Cultivate a strong work culture. Job satisfaction is often closely associated with a strong work culture in the workplace. The more your employees feel invested in their work and the company as a whole, the more likely they are to stay loyal. Revisit the company’s mission and ensure that all the necessary steps are taken to instill the corporate values into daily life in the office. Find ways to demonstrate those very same values to your employees and adopt new policies that brings focus to the culture in the workplace.
Good leadership. Poor upper management style is often a common reason many professionals decide to leave a company. Without good leadership from the top down, it would be difficult for employees to have a sense of trust, loyalty, and faith in any business. If you have any problematic managers, invest in professional coaching or implement a mentorship programme to help existing managers learn to be better leaders who can inspire employees. Offer lower level employees a chance to lead small projects in order to cultivate and develop strong leadership skills in the next generation of managers.

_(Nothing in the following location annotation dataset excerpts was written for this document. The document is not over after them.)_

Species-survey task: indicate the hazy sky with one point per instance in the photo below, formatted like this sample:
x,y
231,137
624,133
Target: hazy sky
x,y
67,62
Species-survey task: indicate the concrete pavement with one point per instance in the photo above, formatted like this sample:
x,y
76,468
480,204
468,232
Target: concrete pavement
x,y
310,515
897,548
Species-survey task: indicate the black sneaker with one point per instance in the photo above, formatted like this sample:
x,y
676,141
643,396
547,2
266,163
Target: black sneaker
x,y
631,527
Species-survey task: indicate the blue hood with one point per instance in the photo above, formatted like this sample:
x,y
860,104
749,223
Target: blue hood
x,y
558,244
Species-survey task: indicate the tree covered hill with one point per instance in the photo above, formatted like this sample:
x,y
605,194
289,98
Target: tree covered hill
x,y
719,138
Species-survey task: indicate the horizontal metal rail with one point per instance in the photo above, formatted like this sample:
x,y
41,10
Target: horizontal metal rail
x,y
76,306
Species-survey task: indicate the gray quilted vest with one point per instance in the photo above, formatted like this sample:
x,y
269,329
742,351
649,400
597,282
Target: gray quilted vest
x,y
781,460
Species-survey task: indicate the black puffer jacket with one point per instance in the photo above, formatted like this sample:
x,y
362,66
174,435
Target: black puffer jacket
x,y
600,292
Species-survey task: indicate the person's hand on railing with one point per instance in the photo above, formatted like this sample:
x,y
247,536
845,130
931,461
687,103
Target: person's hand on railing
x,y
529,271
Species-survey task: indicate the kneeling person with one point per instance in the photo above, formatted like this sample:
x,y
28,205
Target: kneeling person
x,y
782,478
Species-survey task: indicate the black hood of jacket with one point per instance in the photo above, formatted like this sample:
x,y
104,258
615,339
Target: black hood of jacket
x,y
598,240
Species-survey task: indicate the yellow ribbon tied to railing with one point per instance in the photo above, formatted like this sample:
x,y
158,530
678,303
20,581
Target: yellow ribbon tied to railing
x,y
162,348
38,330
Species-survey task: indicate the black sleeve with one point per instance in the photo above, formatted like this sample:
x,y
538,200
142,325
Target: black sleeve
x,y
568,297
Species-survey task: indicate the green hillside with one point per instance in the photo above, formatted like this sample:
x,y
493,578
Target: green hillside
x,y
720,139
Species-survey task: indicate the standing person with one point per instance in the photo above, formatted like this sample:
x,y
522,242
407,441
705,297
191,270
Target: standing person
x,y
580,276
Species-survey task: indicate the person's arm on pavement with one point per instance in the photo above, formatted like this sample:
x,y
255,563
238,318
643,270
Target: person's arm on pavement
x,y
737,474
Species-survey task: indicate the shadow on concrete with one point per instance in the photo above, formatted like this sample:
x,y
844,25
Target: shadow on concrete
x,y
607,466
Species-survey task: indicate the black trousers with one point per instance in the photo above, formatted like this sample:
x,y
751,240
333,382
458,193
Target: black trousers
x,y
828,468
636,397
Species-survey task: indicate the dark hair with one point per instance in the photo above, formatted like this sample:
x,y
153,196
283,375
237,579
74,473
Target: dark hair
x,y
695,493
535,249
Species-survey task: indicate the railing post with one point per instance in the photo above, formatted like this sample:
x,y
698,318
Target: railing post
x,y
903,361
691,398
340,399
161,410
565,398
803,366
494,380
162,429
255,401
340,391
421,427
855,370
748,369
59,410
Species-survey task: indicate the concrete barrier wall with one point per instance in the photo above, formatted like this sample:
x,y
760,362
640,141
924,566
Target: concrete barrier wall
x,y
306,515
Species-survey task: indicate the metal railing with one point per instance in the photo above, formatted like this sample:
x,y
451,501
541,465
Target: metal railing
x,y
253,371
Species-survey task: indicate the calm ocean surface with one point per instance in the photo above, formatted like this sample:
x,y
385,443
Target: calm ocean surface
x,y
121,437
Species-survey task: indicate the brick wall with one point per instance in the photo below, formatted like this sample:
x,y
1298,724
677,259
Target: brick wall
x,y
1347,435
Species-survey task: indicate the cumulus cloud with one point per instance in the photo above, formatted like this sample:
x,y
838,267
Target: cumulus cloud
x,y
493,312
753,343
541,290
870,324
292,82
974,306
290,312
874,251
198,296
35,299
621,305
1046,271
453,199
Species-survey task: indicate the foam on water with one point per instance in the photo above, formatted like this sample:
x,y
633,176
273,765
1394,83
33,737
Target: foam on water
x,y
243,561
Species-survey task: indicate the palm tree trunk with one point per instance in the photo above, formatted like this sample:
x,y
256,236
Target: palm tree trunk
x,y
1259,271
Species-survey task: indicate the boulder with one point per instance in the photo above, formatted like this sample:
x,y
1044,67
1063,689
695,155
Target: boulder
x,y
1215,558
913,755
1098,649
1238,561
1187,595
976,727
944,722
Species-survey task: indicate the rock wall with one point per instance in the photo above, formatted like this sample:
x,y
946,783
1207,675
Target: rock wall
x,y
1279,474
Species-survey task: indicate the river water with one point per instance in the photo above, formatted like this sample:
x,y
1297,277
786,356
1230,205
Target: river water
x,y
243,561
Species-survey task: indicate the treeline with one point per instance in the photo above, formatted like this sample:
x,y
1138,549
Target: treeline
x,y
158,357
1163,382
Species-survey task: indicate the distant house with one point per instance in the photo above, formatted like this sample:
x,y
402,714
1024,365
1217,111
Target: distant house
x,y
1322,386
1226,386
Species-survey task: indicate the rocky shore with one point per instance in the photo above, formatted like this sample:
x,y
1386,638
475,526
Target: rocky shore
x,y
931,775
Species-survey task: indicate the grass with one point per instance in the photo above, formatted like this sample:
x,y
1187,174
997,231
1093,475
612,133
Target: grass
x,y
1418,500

Professional growth and opportunity. All employees want to have their hard work to be recognised and rewarded. After some time in a certain position, their ambition will lead them to look for more responsibility and challenges. By supporting professional growth and lateral advancement within the company, you are demonstrating that you value your employees and want to see them succeed. By offering and encouraging internal professional development and growth, your employees will feel have more of a desire to stay with the company than if they feel as if their career has already plateaued.
Attainable work-life balance. Although less of an influence, helping your employees achieve a healthy balance between work and personal life can help to convince your employees not to look elsewhere for work. Stress on the job is inevitable, and sometimes important deadlines may spill over into late nights and weekend shifts, but these requirements should be kept to a minimum whenever possible. Allowing your employees to live fulfilling lives outside of the workplace reduces stress when they return to the office and the break from work grants them the opportunity to recharge and refocus their efforts. To help your subordinates find a happy medium, institute certain “no-email” times (such as after a certain time in the evening or when someone is out on holiday) or allow a more flexible work schedule to help them meet personal obligations.
While some managers may think that higher salaries and better benefits will help convince their employees to stay loyal to a company, these two factors have not been proven to have lasting results when it comes to professional longevity. Focus instead on professional goals, and you’ll find that your employees will be happier and less likely to look elsewhere for job satisfaction.